La prolongation de la rétention administrative d'un étranger est-elle justifiée malgré le moyen tiré du défaut de diligences de l'administration et de l'absence de perspective d'éloignement ?

Principe retenu

L'administration doit exercer toutes diligences pour procéder à l'éloignement de l'étranger pendant sa rétention.

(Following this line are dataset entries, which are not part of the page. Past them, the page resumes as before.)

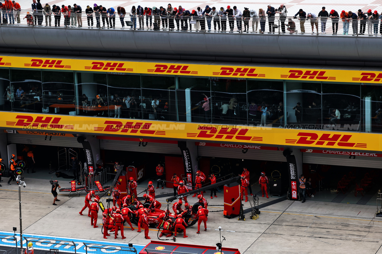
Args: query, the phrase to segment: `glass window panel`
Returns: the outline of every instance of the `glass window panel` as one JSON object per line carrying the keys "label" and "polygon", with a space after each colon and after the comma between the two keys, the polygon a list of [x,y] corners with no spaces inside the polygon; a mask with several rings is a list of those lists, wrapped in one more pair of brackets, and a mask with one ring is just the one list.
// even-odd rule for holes
{"label": "glass window panel", "polygon": [[[14,110],[49,112],[46,108],[43,110],[41,80],[40,70],[11,70],[11,88],[15,91]],[[25,93],[22,96],[23,91]]]}
{"label": "glass window panel", "polygon": [[176,121],[175,77],[142,75],[142,80],[144,119]]}
{"label": "glass window panel", "polygon": [[[279,113],[278,108],[280,103],[284,102],[283,82],[248,79],[247,87],[248,103],[252,104],[249,106],[249,124],[282,125],[280,120],[283,119],[280,117],[283,115]],[[257,110],[255,110],[256,107]]]}

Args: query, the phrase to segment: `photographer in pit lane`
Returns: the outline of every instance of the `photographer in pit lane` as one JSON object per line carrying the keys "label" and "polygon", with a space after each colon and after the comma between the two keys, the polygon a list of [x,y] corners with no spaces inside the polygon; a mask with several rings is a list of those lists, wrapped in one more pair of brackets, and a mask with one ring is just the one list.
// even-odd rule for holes
{"label": "photographer in pit lane", "polygon": [[50,180],[49,182],[50,184],[52,185],[52,194],[54,197],[54,199],[53,200],[53,205],[57,206],[57,204],[55,203],[56,201],[60,201],[60,199],[57,199],[57,195],[58,195],[57,191],[57,188],[58,187],[59,190],[61,186],[58,185],[58,181],[57,180]]}

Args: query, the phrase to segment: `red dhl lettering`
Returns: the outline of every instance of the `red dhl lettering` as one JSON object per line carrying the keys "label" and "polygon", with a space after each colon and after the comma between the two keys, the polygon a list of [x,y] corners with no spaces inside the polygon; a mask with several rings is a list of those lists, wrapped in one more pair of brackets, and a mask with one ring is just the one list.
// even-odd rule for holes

La prolongation de la rétention peut être ordonnée si l'administration justifie de diligences suffisantes et si la perspective d'éloignement reste raisonnable.

Faits clés

  • M. [L] [Z], ressortissant algérien, a fait l'objet d'une obligation de quitter le territoire français sans délai avec interdiction de retour de trois ans
  • Placement en rétention administrative le 25 juin 2026 par le préfet du Nord
  • Première prolongation de 26 jours ordonnée le 28 juin 2026
  • Deuxième prolongation de 30 jours ordonnée le 24 juillet 2026
  • Appel interjeté le 27 juillet 2026 pour contester la deuxième prolongation

Articles cités

article L.741-3 du code de l'entrée et du séjour des étrangers et du droit d'asile article L.742-4 du code de l'entrée et du séjour des étrangers et du droit d'asile article R.743-18 du code de l'entrée et du séjour des étrangers et du droit d'asile article R.743-19 du code de l'entrée et du séjour des étrangers et du droit d'asile article R.743-20 du code de l'entrée et du séjour des étrangers et du droit d'asile article 455 du code de procédure civile article 612 du code de procédure civile

Exposé du litige

EXPOSÉ DU LITIGE M. [L] [Z], se déclarant être né le 27 février 2001 à [Localité 1] (Algérie), de nationalité algérienne a fait l'objet d'un placement en rétention administrative ordonné par M. le préfet du Nord le 25 juin 2026 notifié à 12h05 pour l'exécution d'un éloignement au titre d'une mesure d'obligation de quitter le territoire français sans délai assortie d'une interdiction de retour d'une durée de trois ans délivrée par Mme la préfète de l'Isère le 18 janvier 2025 et notifiée à cette date. Par décision en date du 28 juin 2026, le magistrat du siège du tribunal judiciaire de Lille a ordonné la prolongation du placement en rétention administrative de l'appelant pour une durée de 26 jours. Vu l'article 455 du code de procédure civile, Vu l'ordonnance du magistrat du siège du tribunal judiciaire de Lille en date du 24 juillet 2026 à 12h41 déclarant recevable la requête en prolongation, régulier le placement en rétention et ordonnant une deuxième prolongation du placement en rétention administrative de l'intéressé pour une durée de 30 jours, Vu la déclaration d'appel de M. [L] [Z] du 27 juillet 2026 à 12h10 sollicitant la mainlevée du placement en rétention administrative. Au soutien de sa déclaration d'appel l'appelant reprend le moyen tiré du défaut de diligences de l'administration et soulève le nouveau moyen tiré de l'absence de perspective d'éloignement.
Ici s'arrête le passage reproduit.